Have archaeologists discovered Jesus' childhood home?
A leading British archaeologist believes he may have found the house that Jesus grew up in.
Dr Ken Dark of the University of Reading set up the Nazareth Archaeological Project in 2004, and in 2006 discovered the potential significance of a house that had been dug up in the 19th century by nuns at the Sisters of Nazareth Convent.
The house was cut into a rocky hillside, and located beneath the convent. It has now been identified as a genuine first century structure, Dark told Christian Today, more than 100 years since its discovery.
"It just happened that for a range of reasons, no actual archaeologist had studied the site, and so the significance and date of it had not been realised," he said.
An ancient text written by Irish monk Adomnan in the 7th century links the site to Jesus' childhood. It describes a church "where once there was the house in which the Lord was nourished in his infancy'.
Dark believes that the site is the house that the Byzantines – the people of the eastern Roman Empire – believed to be the home of Jesus.
"They liked to build churches, particularly impressive ones, in holy locations associated...with events or personalities in the Gospels, and so there was a Byzantine church built over the tomb of Christ in Jerusalem, and another at Bethlehem and so on," he said.
"We know that Nazareth had two impressive churches – one at the Church of the Annunciation, which is still the great cathedral of Nazareth, and near that one, another called the Church of the Nutrition, meaning the upbringing of Christ."
It is this church that is described by Adomnan, and that Dark now believes he has identified.
"The Church of the Nutrition is described as having a vaulted crypt in the cellar, in which our Lord grew up. Underneath the remains of the Byzantine church there was a crypt, and in that crypt, among other things, there was the house that is now attracting all the attention. What is really exciting is that it can be dated to the 1st century."
Claims that biblical sites have been found are made frequently, however, and are often considered to be unfounded.

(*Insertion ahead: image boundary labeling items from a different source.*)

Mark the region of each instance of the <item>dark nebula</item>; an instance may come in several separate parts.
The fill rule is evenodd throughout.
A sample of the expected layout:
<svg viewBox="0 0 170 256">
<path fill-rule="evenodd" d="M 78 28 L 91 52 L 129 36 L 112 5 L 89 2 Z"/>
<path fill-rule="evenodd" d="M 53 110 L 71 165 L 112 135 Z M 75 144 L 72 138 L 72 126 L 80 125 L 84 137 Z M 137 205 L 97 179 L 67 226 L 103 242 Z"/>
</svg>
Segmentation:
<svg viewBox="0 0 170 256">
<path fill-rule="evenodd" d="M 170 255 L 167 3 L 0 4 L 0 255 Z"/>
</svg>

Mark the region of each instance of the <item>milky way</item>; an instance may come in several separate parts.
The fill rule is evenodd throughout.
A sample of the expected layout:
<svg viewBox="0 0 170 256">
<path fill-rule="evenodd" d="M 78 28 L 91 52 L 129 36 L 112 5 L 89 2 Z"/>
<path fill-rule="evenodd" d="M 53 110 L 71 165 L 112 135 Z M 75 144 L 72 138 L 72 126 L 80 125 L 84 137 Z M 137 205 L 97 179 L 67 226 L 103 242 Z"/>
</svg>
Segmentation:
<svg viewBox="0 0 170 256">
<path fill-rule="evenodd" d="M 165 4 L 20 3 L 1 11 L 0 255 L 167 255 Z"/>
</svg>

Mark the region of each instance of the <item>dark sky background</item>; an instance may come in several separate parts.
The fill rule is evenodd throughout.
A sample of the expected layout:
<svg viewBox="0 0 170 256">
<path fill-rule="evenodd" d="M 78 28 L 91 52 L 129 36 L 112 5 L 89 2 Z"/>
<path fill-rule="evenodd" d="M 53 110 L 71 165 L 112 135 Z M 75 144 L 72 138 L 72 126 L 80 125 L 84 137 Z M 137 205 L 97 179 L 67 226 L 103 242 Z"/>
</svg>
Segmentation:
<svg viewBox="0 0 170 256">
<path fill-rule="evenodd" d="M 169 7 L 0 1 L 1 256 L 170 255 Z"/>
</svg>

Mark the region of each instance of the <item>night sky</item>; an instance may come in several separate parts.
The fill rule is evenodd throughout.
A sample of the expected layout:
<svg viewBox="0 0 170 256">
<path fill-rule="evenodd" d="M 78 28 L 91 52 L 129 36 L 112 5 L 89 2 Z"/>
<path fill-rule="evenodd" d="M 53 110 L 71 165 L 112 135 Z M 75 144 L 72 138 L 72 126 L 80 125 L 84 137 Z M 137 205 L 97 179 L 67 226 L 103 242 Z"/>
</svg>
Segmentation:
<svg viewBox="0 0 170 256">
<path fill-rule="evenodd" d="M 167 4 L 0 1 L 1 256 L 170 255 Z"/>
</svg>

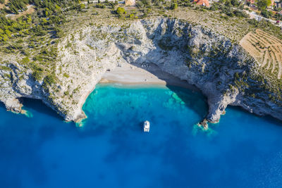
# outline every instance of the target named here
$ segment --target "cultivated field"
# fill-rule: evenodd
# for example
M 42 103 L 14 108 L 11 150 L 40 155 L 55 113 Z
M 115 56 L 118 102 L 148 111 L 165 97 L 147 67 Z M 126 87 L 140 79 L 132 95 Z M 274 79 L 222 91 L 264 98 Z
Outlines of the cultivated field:
M 259 63 L 259 65 L 281 78 L 282 41 L 260 30 L 250 32 L 240 44 Z

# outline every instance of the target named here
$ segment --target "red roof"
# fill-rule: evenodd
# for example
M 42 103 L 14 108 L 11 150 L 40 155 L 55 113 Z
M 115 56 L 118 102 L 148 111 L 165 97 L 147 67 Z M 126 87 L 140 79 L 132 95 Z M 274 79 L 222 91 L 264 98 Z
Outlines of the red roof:
M 197 5 L 202 5 L 205 6 L 209 6 L 209 3 L 208 0 L 194 0 Z

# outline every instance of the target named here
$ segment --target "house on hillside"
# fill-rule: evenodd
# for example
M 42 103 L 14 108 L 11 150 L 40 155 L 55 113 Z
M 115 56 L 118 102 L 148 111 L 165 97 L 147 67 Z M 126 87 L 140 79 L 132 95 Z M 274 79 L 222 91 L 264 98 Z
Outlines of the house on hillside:
M 277 8 L 282 8 L 282 2 L 276 1 L 276 2 L 275 2 L 275 6 L 276 6 Z
M 125 6 L 135 6 L 135 0 L 125 0 Z
M 209 2 L 208 0 L 194 0 L 194 2 L 195 2 L 196 4 L 197 5 L 204 6 L 207 7 L 209 6 Z

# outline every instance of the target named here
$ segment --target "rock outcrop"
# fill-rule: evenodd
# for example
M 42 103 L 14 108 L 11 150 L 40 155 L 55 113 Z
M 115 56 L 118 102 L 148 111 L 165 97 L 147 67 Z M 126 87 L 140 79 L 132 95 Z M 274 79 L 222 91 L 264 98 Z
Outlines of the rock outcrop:
M 35 81 L 31 71 L 22 71 L 16 61 L 4 65 L 8 68 L 0 70 L 0 100 L 8 109 L 20 111 L 17 99 L 29 97 L 42 99 L 66 120 L 84 118 L 82 106 L 102 75 L 127 62 L 154 64 L 195 85 L 208 99 L 209 122 L 218 122 L 228 105 L 282 120 L 282 102 L 273 100 L 280 90 L 271 89 L 255 60 L 239 45 L 200 25 L 161 18 L 122 27 L 93 25 L 67 36 L 58 49 L 57 80 L 52 86 Z

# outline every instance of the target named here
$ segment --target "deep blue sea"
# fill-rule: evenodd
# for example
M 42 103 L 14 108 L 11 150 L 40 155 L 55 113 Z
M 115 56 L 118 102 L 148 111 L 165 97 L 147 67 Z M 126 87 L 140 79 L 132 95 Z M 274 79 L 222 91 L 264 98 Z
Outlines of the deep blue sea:
M 168 87 L 100 84 L 82 127 L 40 101 L 1 104 L 0 187 L 281 187 L 281 122 L 228 107 L 204 132 L 206 99 Z

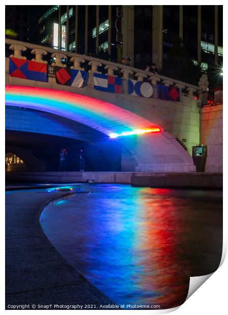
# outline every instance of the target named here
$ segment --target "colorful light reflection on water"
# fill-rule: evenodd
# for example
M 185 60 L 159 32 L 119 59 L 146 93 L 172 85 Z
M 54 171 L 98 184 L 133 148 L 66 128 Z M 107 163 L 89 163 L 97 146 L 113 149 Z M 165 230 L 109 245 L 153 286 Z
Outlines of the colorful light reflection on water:
M 190 276 L 218 266 L 220 192 L 92 187 L 93 194 L 52 205 L 41 224 L 59 253 L 115 303 L 174 307 L 184 302 Z

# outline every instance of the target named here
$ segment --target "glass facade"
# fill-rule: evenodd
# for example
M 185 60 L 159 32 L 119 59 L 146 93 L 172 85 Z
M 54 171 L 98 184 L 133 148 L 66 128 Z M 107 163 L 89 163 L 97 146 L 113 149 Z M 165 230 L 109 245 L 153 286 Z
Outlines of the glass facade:
M 179 6 L 163 6 L 163 58 L 179 41 Z
M 134 65 L 146 69 L 151 65 L 152 7 L 135 6 Z
M 198 59 L 197 6 L 183 6 L 183 45 L 190 56 Z

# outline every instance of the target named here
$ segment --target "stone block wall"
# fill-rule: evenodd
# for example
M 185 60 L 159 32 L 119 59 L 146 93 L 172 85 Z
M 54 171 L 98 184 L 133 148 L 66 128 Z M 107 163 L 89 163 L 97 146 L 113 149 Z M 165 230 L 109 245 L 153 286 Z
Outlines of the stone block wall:
M 203 107 L 200 115 L 200 144 L 206 145 L 205 172 L 222 172 L 222 105 Z

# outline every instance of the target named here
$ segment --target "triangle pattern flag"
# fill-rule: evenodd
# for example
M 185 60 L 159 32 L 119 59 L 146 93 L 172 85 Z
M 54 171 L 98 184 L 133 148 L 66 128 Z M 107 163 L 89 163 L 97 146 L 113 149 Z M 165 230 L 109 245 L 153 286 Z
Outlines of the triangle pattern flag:
M 130 95 L 151 98 L 153 92 L 153 86 L 150 83 L 128 79 L 128 94 Z
M 88 76 L 86 71 L 55 66 L 55 79 L 58 84 L 84 87 L 87 83 Z
M 87 83 L 89 74 L 86 71 L 71 70 L 71 86 L 76 87 L 84 87 Z
M 180 102 L 180 91 L 178 88 L 157 84 L 157 88 L 158 99 Z
M 93 74 L 94 87 L 99 91 L 122 93 L 122 78 L 100 73 Z
M 10 57 L 9 75 L 11 77 L 47 82 L 47 65 L 30 60 Z

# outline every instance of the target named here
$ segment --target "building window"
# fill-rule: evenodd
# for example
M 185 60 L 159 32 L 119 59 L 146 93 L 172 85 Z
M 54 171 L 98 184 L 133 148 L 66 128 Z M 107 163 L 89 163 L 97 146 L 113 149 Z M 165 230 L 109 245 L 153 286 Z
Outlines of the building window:
M 104 33 L 106 30 L 108 30 L 109 28 L 109 24 L 108 20 L 106 20 L 106 21 L 105 21 L 105 22 L 103 22 L 102 23 L 101 23 L 100 24 L 99 27 L 99 34 Z M 93 38 L 96 37 L 96 27 L 93 27 L 93 28 L 92 29 L 92 37 Z
M 103 33 L 106 30 L 107 30 L 109 28 L 109 20 L 106 20 L 105 22 L 101 23 L 99 25 L 99 34 Z
M 43 26 L 42 26 L 41 28 L 40 29 L 40 34 L 41 34 L 42 33 L 43 33 L 43 32 L 44 32 L 45 29 L 45 26 L 43 25 Z
M 105 42 L 105 43 L 102 43 L 99 45 L 99 48 L 103 49 L 104 50 L 107 50 L 109 48 L 109 43 L 108 42 Z
M 52 37 L 52 35 L 48 34 L 47 35 L 45 36 L 45 37 L 44 37 L 44 38 L 42 40 L 41 40 L 41 44 L 43 44 L 44 43 L 47 42 L 48 40 L 49 40 Z
M 69 9 L 69 17 L 71 17 L 73 15 L 73 8 L 70 8 Z
M 75 41 L 72 42 L 69 44 L 69 50 L 74 50 L 75 49 Z
M 66 50 L 66 25 L 61 26 L 61 48 L 63 50 Z
M 61 24 L 62 24 L 63 23 L 64 23 L 64 22 L 65 22 L 65 21 L 67 21 L 67 12 L 65 12 L 64 14 L 62 14 L 62 15 L 61 15 Z
M 49 9 L 49 10 L 46 11 L 44 14 L 42 15 L 41 17 L 39 19 L 39 23 L 41 23 L 42 21 L 43 21 L 45 19 L 46 19 L 48 16 L 49 16 L 51 13 L 54 12 L 55 10 L 58 10 L 59 6 L 53 6 Z

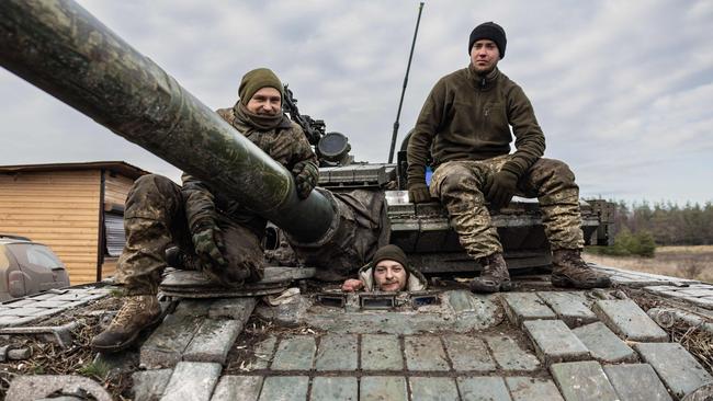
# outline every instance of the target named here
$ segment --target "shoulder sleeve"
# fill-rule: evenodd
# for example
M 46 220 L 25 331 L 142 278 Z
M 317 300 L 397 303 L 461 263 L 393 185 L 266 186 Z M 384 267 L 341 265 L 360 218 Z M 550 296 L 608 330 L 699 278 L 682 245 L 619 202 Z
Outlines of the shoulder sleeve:
M 545 151 L 545 136 L 537 124 L 530 100 L 514 82 L 507 89 L 508 122 L 514 134 L 516 151 L 511 161 L 522 174 Z

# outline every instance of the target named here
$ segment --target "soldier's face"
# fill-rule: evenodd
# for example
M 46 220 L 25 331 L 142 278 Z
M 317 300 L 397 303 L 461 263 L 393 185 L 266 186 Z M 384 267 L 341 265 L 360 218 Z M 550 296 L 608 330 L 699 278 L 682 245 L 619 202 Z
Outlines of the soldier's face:
M 248 101 L 248 110 L 254 114 L 278 115 L 282 111 L 282 96 L 274 88 L 261 88 Z
M 380 261 L 374 267 L 374 282 L 382 291 L 400 291 L 406 288 L 406 268 L 388 259 Z
M 480 39 L 473 44 L 471 48 L 471 64 L 477 73 L 487 73 L 493 71 L 500 60 L 500 50 L 495 42 L 490 39 Z

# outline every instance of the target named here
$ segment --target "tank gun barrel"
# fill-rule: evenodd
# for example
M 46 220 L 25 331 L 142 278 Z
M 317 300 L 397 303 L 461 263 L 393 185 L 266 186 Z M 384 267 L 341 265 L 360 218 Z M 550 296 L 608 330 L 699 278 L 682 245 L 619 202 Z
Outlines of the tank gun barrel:
M 171 76 L 71 0 L 0 1 L 0 65 L 273 221 L 302 242 L 331 203 L 299 200 L 292 175 Z

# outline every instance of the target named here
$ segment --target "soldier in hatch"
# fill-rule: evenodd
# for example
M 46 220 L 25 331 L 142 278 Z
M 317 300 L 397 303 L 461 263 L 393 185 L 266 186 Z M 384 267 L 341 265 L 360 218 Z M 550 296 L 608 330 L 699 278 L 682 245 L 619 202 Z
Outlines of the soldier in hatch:
M 562 161 L 542 158 L 545 138 L 522 89 L 497 68 L 506 35 L 493 22 L 476 26 L 468 41 L 471 64 L 439 80 L 428 95 L 408 144 L 411 202 L 437 197 L 469 256 L 483 266 L 474 291 L 511 288 L 496 228 L 485 207 L 507 206 L 518 194 L 537 197 L 553 250 L 552 284 L 607 287 L 607 276 L 580 257 L 579 188 Z M 512 133 L 510 131 L 512 127 Z M 509 154 L 514 134 L 517 150 Z M 435 171 L 426 184 L 429 152 Z
M 242 77 L 239 101 L 217 113 L 272 159 L 292 171 L 297 195 L 306 198 L 318 179 L 317 157 L 302 128 L 282 112 L 282 83 L 269 69 Z M 124 305 L 109 328 L 92 339 L 95 351 L 120 351 L 161 316 L 156 298 L 166 249 L 184 268 L 201 270 L 227 287 L 262 278 L 261 239 L 267 221 L 189 174 L 179 186 L 160 175 L 138 179 L 128 193 L 126 244 L 116 280 L 124 285 Z
M 346 293 L 365 291 L 417 291 L 428 286 L 421 272 L 408 264 L 406 254 L 396 245 L 385 245 L 374 253 L 371 263 L 359 270 L 359 278 L 342 284 Z

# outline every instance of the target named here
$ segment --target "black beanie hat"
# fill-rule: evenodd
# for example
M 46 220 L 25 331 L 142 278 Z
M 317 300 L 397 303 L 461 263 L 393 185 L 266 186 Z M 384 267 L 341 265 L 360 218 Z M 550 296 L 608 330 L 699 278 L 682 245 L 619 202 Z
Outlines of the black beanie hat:
M 473 32 L 471 32 L 471 41 L 468 42 L 468 55 L 473 49 L 473 44 L 479 39 L 490 39 L 495 42 L 500 50 L 500 58 L 505 57 L 505 46 L 508 44 L 508 39 L 505 37 L 505 30 L 502 26 L 496 24 L 495 22 L 485 22 L 476 26 Z
M 406 260 L 406 254 L 401 251 L 400 248 L 396 245 L 385 245 L 380 248 L 376 253 L 374 253 L 373 266 L 376 266 L 378 262 L 384 260 L 396 261 L 406 267 L 408 262 Z

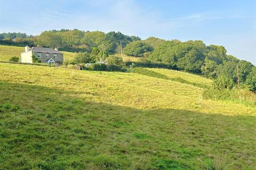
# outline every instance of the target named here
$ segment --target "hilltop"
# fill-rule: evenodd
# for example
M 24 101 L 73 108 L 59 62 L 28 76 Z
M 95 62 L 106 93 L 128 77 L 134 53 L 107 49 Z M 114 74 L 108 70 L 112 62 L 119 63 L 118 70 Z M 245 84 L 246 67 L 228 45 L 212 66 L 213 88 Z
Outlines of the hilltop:
M 0 167 L 254 168 L 255 107 L 204 99 L 193 84 L 211 80 L 147 69 L 167 78 L 0 63 Z

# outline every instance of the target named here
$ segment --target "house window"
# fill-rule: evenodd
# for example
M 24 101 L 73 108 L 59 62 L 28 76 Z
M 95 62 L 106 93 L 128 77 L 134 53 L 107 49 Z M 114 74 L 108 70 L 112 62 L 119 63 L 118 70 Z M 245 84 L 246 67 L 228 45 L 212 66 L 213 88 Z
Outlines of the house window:
M 41 53 L 37 53 L 37 58 L 41 58 Z

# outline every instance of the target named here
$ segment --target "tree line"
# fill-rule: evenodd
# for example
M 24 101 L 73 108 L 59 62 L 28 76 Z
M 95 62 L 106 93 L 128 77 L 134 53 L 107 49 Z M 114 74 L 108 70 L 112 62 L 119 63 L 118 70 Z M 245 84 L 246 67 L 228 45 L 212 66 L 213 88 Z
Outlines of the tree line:
M 77 29 L 46 31 L 36 36 L 20 32 L 0 33 L 1 44 L 26 44 L 79 52 L 76 58 L 76 63 L 99 61 L 99 58 L 103 56 L 102 43 L 105 45 L 106 56 L 120 53 L 121 41 L 124 54 L 141 57 L 143 63 L 165 63 L 173 69 L 203 75 L 214 79 L 214 86 L 219 89 L 237 87 L 239 75 L 239 87 L 256 91 L 254 65 L 227 55 L 223 46 L 207 46 L 201 40 L 182 42 L 155 37 L 141 40 L 138 36 L 125 35 L 120 32 L 106 33 L 99 31 Z

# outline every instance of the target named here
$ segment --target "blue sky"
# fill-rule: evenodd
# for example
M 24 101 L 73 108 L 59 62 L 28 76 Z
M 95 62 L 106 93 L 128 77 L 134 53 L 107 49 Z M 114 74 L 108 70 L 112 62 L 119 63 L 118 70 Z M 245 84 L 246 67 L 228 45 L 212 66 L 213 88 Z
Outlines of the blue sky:
M 0 0 L 0 31 L 119 31 L 142 39 L 202 40 L 256 64 L 256 4 L 244 1 Z

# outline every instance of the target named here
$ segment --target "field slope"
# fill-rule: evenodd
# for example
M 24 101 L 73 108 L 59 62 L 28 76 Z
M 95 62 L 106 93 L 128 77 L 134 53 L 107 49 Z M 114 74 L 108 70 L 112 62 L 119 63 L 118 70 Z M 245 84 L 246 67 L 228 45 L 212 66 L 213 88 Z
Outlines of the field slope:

Dark wrote in the Biblical Archaeology Review that it is impossible to verify on archaeological grounds that the site actually is that of Jesus' upbringing.
"On the other hand, there is no good archaeological reason why such an identification should be discounted," he said.
"The strength of this [research] is that every element is based on normal, conventional, archaeological dating and reasoning, done by professional archaeologists in the same way that we would examine a site in Britain, Germany or anywhere else," he told Christian Today.
"This is a straightforward piece of archaeological investigation, and so if we can establish on that basis the date of the church and of the house, and by comparing that evidence with the written evidence the identity of the church, that raises the possibility that this really is the house of Jesus."
No known serious scholar doubts that a person by the name of Jesus of Nazareth lived in the region in the early 1st century, Dark added.
"With any other scholar competent to judge the matter, I take Nazareth to have been a real village and Jesus of Nazareth a real person," leading historian Larry Hurtado responded to the suggestion that Jesus may not have existed.
"Nobody who's a serious scholar working on that period, whatever their own personal religious or ideological views, doubts that Nazareth was there, and the historical figure called Jesus of Nazareth came from that Nazareth," Dark added.